Riak provides resilience through its built-in redundancy.

  • RAID0 can be used to increase the performance at the expense of single-node reliability
  • RAID5/6 can be used to increase the reliability over RAID0 but still offers higher performance than single disks
  • You should choose a RAID level (or no RAID) that you’re comfortable with

Disk Leeway

  • Adding new nodes instantly increases the total capacity of the cluster, but you should allow enough internal network capacity that handing off existing data outpaces the arrival of new data.
  • Once you’ve reached a scale at which the amount of new data arriving is a small fraction of the cluster’s total capacity, you can add new nodes when you need them. You should be aware, however, that adding new nodes can actually increase disk usage on existing nodes in the short term as data is rebalanced within the cluster.
  • If you are certain that you are likely to run out of capacity, we recommend allowing a week or two of leeway so that you have plenty of time to add nodes and for handoff to occur before the disks reach capacity
  • For large volumes of storage it’s usually prudent to add more capacity once a disk is 80% full

CPU Capacity Leeway

  • In a steady state, your peak CPU utilization, ignoring other processes, should be less than 30%
  • If you provide sufficient CPU capacity leeway, you’ll have spare capacity to handle other processes, such as backups, handoff, and active anti-entropy

Network Capacity Leeway

  • Network traffic tends to be “bursty,” i.e. it tends to vary both quite a bit and quickly
  • Your normal load, as averaged over a 10-minute period, should be no more than 20% of maximum capacity
  • Riak generates 3-5 times the amount of intra-node traffic as inbound traffic, so you should allow for this in your network design

When to Add Nodes

You should add more nodes in the following scenarios:

  • you have reached 80% of storage capacity
  • you have less than 10 days of leeway before you expect the cluster to fill up
  • the current node’s IO/CPU activity is higher than average for extended period of time, especially for MapReduce operations

An alternative to adding more nodes is to add more storage to existing nodes.
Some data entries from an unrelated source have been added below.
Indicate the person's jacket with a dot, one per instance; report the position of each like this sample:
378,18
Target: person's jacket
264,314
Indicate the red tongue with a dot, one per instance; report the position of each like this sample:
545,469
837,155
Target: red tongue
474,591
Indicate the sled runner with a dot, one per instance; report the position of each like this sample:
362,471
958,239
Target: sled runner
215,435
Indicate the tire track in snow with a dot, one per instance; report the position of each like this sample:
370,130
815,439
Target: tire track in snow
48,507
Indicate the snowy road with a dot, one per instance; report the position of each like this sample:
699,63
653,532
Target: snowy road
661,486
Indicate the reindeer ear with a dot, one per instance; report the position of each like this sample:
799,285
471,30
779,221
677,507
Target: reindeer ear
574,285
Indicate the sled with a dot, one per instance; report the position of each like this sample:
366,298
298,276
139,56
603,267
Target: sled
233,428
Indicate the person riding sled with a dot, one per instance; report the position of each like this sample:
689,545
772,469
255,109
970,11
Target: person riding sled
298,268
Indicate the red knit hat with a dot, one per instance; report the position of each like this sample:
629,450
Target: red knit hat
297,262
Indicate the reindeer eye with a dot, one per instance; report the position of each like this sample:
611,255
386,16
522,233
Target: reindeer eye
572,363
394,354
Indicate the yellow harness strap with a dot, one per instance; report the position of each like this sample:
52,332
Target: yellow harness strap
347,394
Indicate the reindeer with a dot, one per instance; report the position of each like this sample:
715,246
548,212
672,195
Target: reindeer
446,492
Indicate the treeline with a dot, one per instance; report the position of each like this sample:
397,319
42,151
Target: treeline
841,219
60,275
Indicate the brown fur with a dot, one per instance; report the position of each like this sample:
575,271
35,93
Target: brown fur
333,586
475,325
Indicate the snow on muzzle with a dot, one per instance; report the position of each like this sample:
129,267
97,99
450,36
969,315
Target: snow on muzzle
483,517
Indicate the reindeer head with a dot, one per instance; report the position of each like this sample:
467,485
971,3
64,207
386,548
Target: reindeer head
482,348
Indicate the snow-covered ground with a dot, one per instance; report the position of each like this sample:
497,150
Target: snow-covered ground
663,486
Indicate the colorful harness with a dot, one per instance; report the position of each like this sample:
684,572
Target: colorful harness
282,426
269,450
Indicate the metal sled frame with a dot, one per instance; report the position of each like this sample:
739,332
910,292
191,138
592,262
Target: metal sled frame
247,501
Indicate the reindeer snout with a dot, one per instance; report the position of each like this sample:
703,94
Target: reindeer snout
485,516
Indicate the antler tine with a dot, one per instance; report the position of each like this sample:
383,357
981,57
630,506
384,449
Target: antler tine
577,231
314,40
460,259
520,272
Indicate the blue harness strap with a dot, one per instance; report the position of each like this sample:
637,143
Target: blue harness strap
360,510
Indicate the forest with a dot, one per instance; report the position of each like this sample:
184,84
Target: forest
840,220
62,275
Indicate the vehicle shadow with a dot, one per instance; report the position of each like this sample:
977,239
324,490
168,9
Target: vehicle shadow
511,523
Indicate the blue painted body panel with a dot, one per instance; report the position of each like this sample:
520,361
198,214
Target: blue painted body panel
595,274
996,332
However, you should do this only if:

  • you’re confident that there is plenty of spare network and CPU capacity, and
  • you can upgrade storage equally across all nodes. If storage is added in an unbalanced fashion, Riak will continue storing data equally across nodes, and the node with the smallest available storage space is likely to fail first. Thus, if one node uses 1 TB but the rest use 1.5 TB, Riak will overload the 1 TB node first.

The recommendations above should be taken only as general guidelines because the specifics of your cluster will matter a great deal when making capacity decisions. The following considerations are worth bearing in mind:

  • If your disks are 90% full but only filling up 1% per month, this might be a perfectly “safe” scenario. In cases like this, the velocity of adding new data is more important than any raw total.
  • The burstiness of your write load is also an important consideration. If writes tend to come in large batches that are unpredictably timed, it can be more difficult to estimate when disks will become full, which means that you should probably over-provision storage as a precaution.
  • If Riak shares disks with other processes or is on the system root mount point, i.e. /, we recommend leaving a little extra disk space in addition to the estimates discussed above, as other system processes might use disk space unexpectedly.

How to Add Nodes

  • You should add as many additional nodes as you require in one operation
  • Don’t add nodes one at a time if you’re adding multiple nodes
  • You can limit the transfer rate so that priority is given to live customer traffic

This process is explored in more detail in Adding and Removing Nodes.

Scaling

  • All large-scale systems are bound by the availability of some resources
  • From a stability point of view, the best state for a busy Riak cluster to maintain is the following:
    • New network connections are limited to ensure that existing network connections consume most network bandwidth
    • CPU at < 30%
    • Disk IO at < 90%
  • You should use HAProxy or your application servers to limit new network connections to keep network and IO below 90% and CPU below 30%.